Rialmo’s Suit: Just Cop Intimidation
Feb. 9, 2016 (Mimesis Law) — When lawsuits for defamation started to affect free speech, many states responded with new legislation, called anti-SLAPP* laws. The purpose of the SLAPP suit is not to win, but to intimidate those who would participate in a public process. It is to censor critics, to shut them up and to penalize them for speaking out or for petitioning the government for a redress of grievances.
So in Chicago, that bastion of police integrity, full of cops who put the truth above the blue wall of silence, ah, that city in Illinois long known for corruption, they have out-done themselves this time.
On December 26, 2015, Chicago Police officer Robert Rialmo shot and killed 19‑year‑old Quintonio LeGrier and Bettie Jones, a mother of five.
Rialmo claimed that LeGrier was coming after him with a baseball bat and that he was in fear of his life. On the other hand, Jones was not threatening anyone, and was a truly innocent bystander.

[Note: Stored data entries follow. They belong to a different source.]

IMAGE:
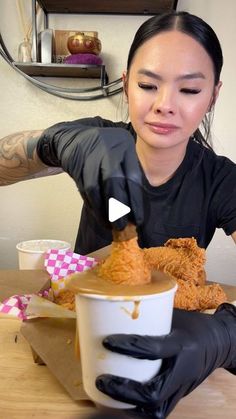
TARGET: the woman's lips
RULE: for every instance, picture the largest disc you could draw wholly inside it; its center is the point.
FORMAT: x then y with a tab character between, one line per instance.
162	129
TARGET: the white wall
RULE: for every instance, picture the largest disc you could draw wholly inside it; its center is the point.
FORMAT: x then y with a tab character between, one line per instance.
221	256
50	207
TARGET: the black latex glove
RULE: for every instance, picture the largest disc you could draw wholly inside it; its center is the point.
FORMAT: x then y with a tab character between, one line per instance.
103	164
197	345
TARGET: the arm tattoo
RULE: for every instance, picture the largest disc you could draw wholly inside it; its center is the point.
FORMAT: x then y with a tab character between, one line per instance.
19	160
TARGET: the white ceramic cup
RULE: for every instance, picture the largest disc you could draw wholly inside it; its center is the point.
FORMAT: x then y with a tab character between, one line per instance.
31	252
99	316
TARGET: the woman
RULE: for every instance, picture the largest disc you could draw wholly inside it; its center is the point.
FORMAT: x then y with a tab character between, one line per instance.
163	168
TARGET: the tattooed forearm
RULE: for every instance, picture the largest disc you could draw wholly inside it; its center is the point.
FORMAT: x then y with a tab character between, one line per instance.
19	160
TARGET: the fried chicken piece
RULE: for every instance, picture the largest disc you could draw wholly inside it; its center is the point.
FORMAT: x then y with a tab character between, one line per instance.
65	298
181	258
190	296
126	264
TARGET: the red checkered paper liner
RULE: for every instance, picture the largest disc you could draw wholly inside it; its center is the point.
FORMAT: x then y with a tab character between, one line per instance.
16	305
61	263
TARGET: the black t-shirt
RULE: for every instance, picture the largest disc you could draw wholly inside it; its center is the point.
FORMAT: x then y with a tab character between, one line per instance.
200	197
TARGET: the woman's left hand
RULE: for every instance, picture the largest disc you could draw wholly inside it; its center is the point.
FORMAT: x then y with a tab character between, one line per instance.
197	345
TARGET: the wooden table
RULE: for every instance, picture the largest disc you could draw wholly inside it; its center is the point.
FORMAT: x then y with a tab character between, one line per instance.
28	390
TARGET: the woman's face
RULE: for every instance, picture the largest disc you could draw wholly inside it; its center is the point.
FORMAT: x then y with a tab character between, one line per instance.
170	87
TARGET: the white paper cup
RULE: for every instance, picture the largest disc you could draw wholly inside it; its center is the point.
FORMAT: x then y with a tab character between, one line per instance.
31	252
99	316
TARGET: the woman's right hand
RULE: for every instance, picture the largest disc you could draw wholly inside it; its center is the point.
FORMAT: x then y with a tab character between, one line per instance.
103	164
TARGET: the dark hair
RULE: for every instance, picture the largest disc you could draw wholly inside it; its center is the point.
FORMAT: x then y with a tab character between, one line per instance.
193	26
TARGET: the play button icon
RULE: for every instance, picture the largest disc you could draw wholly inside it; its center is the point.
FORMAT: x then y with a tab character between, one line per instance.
116	209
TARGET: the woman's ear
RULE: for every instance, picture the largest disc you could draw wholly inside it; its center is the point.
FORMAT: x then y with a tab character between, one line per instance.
125	84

Rialmo has since filed a $10 million dollar lawsuit against the estate of LeGrier, claiming that he has been traumatized. Rialmo claims that LeGrier was within four feet of him, LeGrier’s father says that his son was more than 20 feet away, and that Rialmo was outside of the house. Technically, Rialmo’s action is a counter-suit.
It hardly seems fair. Rialmo gets to claim qualified immunity and is indemnified by the city for any judgment against him, but at the same time gets to claim damages from the shooting victim?

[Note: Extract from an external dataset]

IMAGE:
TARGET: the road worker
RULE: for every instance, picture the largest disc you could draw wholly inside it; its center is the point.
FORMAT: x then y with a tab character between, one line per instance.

Which brings me to my next thought. Now I know that I’m considered a baby lawyer, untutored in the ways of the actual practice of law, but it seems to this simple Texas boy that a person filing a lawsuit against the state or a state employee is petitioning the government for a redress of grievances, as guaranteed by the First Amendment to the U.S. Constitution and applied to the States by the Fourteenth Amendment.
You see, in Illinois, like in Texas, the original document filed in a court case is not a complaint, it is a petition.
And that brings me back to the anti-SLAPP statute. Rialmo’s counter-suit is designed to shut up those who would petition the government for a redress of grievances, perfectly meeting the SLAPP requirement.
So hypothetically, what would happen if the plaintiffs filed an anti-SLAPP motion? It puts all discovery on hold, and forces Rialmo to prove by clear and convincing evidence that his lawsuit is proper. It changes the whole playing field.
Further, if Rialmo loses an anti-SLAPP motion, then Rialmo is on the hook for attorney fees.
As a bonus, if he is on the hook for attorney fees, the city isn’t going to come through and indemnify him—he did not file the counter-suit as part of his police duties and the city has no responsibility to cover any judgment against him. It would conceivably mean that Rialmo could have to pay it out of his own pocket.
It may be possible to turn this around on the officer who is quite simply trying a new technique to intimidate those who see accountability.
But what do I know…I’m a baby Texas lawyer, not an Illinois lawyer. All I can tell you is that from a cop perspective, this is pure intimidation.